La mode est au global. On en a une preuve supplémentaire avec l’Histoire mondiale de la Guerre froide de l’historien norvégien Odd Arne Westad, professeur dans les plus prestigieuses universités anglo-saxonnes. La dimension même de ce conflit nécessite évidemment une vision générale d’un point de vue géographique. Mais il faut aussi rappeler la dimension « totale » de cette guerre indirecte.
Totale dans le sens qu’aucun aspect de la vie sociale, politique, artistique, culturelle, économique et bien sûr militaire ne lui échappa. Ce que montre cette impressionnante somme.
Car disons-le d’emblée, le livre constitue une mine inépuisable d’informations. Rien ne semble échapper à l’auteur tant sa maîtrise de l’historiographie et des événements semblent solide. Europe, Amérique latine, Moyen Orient, Asie : tout est passé au crible de ses analyses précises et de ses jugements acérés. Des chapitres novateurs et pénétrants sont consacrés au Tiers-Monde que Odd Arne Westad connaît bien, et dont il réévalue le rôle dans l’histoire de la Guerre froide.
Selon lui, en effet, loin de se limiter à un théâtre d’affrontement, ce « troisième monde » a eu une influence déterminante sur le cours des événements, en particulier à la fin des années 1970, dans la fin de la politique de détente.
Sur le fond, on retiendra quelques points majeurs.
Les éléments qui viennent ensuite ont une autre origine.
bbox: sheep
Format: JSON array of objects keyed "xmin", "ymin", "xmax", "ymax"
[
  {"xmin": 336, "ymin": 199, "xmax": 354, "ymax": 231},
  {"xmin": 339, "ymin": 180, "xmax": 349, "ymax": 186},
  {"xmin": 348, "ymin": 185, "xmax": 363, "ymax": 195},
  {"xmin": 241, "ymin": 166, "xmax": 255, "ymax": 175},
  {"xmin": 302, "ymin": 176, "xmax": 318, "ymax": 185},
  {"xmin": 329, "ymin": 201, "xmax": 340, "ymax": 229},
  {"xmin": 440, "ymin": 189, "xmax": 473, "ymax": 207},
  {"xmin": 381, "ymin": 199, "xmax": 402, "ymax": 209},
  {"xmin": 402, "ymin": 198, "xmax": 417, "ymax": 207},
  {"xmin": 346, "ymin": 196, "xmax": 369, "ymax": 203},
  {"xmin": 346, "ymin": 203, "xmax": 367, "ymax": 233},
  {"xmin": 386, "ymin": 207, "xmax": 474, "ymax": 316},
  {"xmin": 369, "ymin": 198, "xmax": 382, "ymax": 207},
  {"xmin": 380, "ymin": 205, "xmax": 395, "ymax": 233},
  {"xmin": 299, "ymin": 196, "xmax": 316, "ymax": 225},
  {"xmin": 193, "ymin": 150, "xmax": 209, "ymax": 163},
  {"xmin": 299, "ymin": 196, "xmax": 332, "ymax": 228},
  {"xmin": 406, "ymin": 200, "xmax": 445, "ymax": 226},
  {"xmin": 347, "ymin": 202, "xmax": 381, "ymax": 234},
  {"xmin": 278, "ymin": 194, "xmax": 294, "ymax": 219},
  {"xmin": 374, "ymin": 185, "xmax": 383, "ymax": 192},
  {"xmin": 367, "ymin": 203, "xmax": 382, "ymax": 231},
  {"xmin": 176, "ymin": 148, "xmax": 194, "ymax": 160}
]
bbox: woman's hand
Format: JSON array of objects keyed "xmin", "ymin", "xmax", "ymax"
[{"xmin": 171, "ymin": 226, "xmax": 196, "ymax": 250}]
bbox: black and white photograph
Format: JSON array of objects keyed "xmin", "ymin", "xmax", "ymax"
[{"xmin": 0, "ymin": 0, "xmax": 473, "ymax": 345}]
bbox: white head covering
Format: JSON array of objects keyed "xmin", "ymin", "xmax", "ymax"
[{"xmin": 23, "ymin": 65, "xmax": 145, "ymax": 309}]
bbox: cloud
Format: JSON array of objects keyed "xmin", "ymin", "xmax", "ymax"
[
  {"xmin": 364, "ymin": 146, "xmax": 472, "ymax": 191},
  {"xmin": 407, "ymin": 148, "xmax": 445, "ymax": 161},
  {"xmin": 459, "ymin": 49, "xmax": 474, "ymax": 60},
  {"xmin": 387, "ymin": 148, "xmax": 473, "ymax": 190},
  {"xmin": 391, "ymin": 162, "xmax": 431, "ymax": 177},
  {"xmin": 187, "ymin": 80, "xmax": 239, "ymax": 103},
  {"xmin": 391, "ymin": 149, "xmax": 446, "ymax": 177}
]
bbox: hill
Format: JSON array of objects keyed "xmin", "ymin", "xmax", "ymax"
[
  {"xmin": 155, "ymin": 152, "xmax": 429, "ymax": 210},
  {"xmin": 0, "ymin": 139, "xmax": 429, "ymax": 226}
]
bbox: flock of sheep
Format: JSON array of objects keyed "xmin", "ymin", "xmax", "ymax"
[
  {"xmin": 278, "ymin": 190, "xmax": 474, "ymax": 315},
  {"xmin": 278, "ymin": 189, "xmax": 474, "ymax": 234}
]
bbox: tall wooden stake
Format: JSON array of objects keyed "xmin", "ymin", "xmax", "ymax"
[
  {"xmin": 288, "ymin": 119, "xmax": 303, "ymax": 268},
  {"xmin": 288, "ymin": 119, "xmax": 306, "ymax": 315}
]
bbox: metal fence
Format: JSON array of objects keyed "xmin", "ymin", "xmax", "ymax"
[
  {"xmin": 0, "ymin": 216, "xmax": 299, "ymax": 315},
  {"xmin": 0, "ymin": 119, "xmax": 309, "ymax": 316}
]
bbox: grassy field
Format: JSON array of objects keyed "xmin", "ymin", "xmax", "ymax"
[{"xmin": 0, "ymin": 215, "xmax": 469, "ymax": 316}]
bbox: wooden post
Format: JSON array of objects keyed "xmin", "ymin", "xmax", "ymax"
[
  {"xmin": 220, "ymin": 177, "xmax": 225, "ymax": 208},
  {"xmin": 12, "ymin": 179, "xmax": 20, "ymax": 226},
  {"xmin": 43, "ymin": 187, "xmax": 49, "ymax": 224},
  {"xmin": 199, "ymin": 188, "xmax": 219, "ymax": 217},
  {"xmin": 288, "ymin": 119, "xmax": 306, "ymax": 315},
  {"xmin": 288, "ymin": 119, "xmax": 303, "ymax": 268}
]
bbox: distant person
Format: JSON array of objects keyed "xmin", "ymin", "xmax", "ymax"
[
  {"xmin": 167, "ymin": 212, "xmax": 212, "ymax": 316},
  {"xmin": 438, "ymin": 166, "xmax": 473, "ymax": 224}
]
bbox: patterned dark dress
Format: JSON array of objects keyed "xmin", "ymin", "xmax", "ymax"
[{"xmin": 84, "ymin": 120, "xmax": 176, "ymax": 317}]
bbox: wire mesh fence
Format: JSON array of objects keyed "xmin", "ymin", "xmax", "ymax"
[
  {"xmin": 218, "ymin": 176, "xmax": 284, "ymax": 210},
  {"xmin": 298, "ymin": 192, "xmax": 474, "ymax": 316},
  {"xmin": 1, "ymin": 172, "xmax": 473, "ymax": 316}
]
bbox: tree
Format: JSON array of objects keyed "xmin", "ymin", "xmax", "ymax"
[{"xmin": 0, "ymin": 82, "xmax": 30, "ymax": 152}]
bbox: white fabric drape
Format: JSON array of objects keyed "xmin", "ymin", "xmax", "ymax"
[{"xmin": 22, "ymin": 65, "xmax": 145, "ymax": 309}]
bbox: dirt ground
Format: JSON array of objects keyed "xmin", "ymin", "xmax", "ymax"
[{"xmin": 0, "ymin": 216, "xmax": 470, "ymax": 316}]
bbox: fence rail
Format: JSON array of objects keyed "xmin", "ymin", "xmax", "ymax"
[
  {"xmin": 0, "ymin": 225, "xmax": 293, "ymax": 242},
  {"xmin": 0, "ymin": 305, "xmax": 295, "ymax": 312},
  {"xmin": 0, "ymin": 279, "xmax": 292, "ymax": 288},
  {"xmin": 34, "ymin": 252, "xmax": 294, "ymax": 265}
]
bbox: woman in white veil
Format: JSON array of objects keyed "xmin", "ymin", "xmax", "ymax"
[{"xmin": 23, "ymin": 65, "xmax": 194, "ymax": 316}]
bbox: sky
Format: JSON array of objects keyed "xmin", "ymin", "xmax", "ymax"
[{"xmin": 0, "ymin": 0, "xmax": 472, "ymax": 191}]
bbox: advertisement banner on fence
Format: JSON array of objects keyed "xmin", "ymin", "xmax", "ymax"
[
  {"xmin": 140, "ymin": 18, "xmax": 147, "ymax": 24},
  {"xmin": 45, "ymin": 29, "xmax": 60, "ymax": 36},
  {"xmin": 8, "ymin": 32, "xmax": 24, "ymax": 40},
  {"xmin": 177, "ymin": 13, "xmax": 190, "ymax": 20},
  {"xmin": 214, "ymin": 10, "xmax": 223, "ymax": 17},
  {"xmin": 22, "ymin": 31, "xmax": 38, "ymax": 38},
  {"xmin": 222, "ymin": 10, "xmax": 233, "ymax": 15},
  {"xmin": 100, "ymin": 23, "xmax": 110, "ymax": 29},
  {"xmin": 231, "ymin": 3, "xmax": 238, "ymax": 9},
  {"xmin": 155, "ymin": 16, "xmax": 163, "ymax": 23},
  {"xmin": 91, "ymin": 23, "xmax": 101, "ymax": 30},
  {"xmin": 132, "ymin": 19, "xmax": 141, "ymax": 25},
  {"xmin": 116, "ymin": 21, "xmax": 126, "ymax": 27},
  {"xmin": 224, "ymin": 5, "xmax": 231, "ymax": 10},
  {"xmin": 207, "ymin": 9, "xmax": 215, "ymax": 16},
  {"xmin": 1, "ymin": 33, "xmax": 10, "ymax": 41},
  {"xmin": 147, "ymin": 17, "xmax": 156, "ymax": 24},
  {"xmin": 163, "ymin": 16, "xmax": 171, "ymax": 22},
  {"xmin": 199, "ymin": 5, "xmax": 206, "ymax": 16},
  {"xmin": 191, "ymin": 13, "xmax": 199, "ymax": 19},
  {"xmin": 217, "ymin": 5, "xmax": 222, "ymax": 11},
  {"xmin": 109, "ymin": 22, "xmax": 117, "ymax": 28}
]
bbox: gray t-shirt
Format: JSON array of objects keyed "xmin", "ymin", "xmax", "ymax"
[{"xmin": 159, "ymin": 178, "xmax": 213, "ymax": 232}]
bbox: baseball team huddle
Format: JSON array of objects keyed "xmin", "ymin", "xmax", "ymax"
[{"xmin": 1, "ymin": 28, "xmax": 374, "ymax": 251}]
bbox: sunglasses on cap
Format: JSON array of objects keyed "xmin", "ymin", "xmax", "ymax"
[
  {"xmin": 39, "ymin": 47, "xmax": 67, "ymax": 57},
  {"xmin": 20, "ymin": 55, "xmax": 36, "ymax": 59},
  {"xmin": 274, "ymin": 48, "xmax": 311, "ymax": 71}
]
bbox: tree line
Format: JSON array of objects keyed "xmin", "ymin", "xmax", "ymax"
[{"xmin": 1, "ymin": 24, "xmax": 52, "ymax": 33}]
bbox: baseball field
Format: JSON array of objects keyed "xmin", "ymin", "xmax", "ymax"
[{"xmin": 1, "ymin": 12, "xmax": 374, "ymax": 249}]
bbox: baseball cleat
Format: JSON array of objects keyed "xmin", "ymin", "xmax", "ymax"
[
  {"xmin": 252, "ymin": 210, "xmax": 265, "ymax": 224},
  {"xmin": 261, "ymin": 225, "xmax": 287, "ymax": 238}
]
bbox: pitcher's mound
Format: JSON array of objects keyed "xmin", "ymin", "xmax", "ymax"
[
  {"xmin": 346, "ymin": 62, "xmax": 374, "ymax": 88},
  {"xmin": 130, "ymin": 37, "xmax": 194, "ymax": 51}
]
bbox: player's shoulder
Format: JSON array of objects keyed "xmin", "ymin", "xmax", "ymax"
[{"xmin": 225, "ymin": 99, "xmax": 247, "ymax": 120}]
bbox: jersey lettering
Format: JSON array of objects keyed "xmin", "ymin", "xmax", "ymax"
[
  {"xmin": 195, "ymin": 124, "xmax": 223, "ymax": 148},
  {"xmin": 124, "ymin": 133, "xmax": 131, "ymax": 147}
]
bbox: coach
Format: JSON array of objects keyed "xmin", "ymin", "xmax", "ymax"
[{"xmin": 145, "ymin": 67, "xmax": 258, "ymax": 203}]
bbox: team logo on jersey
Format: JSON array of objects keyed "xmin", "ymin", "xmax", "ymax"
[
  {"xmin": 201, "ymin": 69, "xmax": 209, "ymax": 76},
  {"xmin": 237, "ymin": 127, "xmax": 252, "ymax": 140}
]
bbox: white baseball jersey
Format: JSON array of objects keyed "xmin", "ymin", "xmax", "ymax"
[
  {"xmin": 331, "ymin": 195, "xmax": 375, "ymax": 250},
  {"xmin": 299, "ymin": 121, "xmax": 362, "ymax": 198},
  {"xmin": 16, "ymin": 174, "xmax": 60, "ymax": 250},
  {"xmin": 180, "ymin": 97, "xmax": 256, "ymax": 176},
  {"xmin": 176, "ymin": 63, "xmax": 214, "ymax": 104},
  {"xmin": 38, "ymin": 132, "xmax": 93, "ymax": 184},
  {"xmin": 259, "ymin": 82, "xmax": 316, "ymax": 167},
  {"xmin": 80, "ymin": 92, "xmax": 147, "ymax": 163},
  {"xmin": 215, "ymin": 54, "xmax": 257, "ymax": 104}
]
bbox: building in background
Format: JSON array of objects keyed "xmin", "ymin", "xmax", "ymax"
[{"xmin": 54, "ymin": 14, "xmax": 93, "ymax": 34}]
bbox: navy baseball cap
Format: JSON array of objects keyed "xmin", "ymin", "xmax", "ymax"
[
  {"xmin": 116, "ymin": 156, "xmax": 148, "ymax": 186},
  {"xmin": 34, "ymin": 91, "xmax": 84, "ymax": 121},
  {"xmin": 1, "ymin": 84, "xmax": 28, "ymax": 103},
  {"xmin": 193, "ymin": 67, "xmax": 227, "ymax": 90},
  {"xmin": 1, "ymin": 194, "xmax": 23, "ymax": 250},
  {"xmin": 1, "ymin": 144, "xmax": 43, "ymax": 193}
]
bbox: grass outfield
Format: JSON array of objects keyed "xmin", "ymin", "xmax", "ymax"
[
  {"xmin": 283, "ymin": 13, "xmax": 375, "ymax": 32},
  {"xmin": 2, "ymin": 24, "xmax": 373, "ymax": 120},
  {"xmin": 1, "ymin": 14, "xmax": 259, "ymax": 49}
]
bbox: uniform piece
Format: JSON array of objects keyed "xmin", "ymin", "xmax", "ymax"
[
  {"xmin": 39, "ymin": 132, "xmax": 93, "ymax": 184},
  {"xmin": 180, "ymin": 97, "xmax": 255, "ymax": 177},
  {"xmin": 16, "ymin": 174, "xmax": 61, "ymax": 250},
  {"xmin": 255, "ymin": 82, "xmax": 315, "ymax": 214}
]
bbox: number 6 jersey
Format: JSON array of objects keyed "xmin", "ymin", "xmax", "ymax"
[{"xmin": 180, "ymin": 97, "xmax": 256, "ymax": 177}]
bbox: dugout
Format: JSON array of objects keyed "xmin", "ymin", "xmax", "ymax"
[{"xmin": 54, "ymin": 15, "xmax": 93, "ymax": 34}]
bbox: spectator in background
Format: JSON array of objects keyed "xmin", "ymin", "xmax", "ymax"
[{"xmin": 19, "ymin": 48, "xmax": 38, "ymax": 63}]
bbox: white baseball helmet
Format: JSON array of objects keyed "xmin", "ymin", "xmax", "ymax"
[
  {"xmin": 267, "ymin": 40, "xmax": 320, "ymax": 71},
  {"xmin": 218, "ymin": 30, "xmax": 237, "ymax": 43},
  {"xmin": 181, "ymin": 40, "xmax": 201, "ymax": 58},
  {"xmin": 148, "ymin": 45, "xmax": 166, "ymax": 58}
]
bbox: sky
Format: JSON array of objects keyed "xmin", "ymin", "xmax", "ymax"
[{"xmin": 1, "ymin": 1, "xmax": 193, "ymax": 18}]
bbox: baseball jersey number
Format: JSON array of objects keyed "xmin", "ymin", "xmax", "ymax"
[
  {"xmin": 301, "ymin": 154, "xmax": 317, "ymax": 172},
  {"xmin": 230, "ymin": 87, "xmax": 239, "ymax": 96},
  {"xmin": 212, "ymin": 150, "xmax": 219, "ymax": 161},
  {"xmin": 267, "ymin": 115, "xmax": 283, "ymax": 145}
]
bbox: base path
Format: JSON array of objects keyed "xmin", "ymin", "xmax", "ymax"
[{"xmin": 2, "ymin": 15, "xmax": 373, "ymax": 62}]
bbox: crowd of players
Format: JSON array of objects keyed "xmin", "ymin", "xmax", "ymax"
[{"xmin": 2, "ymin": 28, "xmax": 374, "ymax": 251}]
Sur la date de début de la Guerre froide, Odd Arne Westad se veut original et la place en 1890, au moment de la crise économique qui radicalise les courants socialistes, déterminés désormais à renverser le capitalisme. Proposition originale mais qui ne convainc pas totalement. Car le conflit Est-Ouest est d’abord celui entre deux Etats. Tant que les bolcheviques ne règnent pas à Moscou, on ne peut parler de conflit en bonne et due forme.
Ensuite, la volonté de l’historien est de maintenir la balance égale entre les Américains et les Soviétiques au sujet de la responsabilité de l’éclatement de la compétition en 1945–48. On ne peut que le suivre dans son analyse des deux projets idéologiques et impérialistes à l’œuvre à Moscou et à Washington et qui ne pouvaient qu’entrer en collision. Cela dit, cette prise de distance à l’égard de l’école révisionniste entraîne fatalement une sous-estimation de la brutalité de la politique de communisation que Staline opère en Europe orientale, et qu’il aurait sans nul doute portée plus loin à l’ouest sans la présence des Américains.
On ne suivra pas non plus Odd Arne Westad dans sa conviction maintes fois répétée du fascisme du régime de Franco en Espagne, ni dans sa tendance à voir du racisme un peu partout dans la politique occidentale. Et on ne peut que regretter que Ronald Reagan n’ait pas eu droit à un portait aussi précis que ceux de ses prédécesseurs, voire un chapitre à son nom comme c’est le cas pour Gorbatchev. Car le vrai vainqueur de la Guerre froide, c’est bien Reagan, ce qu’admet pourtant en filigrane l’auteur.
Car c’est la politique offensive de Reagan qui a poussé le dirigeant soviétique dans sa politique de détente, afin de sauver l’URSS, peut-être en la démocratisant mais sans doute beaucoup moins que ne le pense Odd Arne Westad. Même si avec raison il affirme que les racines de la fin du conflit plongent en profondeur dans les années précédentes.
La conclusion s’avère particulièrement stimulante car elle ouvre de riches perspectives de réflexion sur la victoire des Etats-Unis en 1991, la période de l’unipolarité et le conflit en gestation avec la Chine. Odd Arne Westad prend une nouvelle fois le contre-pied des visions actuelles : il voit dans « la dérive américaine de l’après-guerre froide […] la conséquence d’un manque d’imagination des dirigeants et non […] un phénomène lié à l’essence même de l’Amérique ou à une forme de prédétermination. »
Une absence de réflexion sur la manière dont ils ont géré et gagné la Guerre froide en somme. Le débat est ouvert.
frederic le moal
Odd Arne Westad, Histoire mondiale de la Guerre froide, 1890–1991, Perrin, septembre 2019, 771 p. — 28,00 €.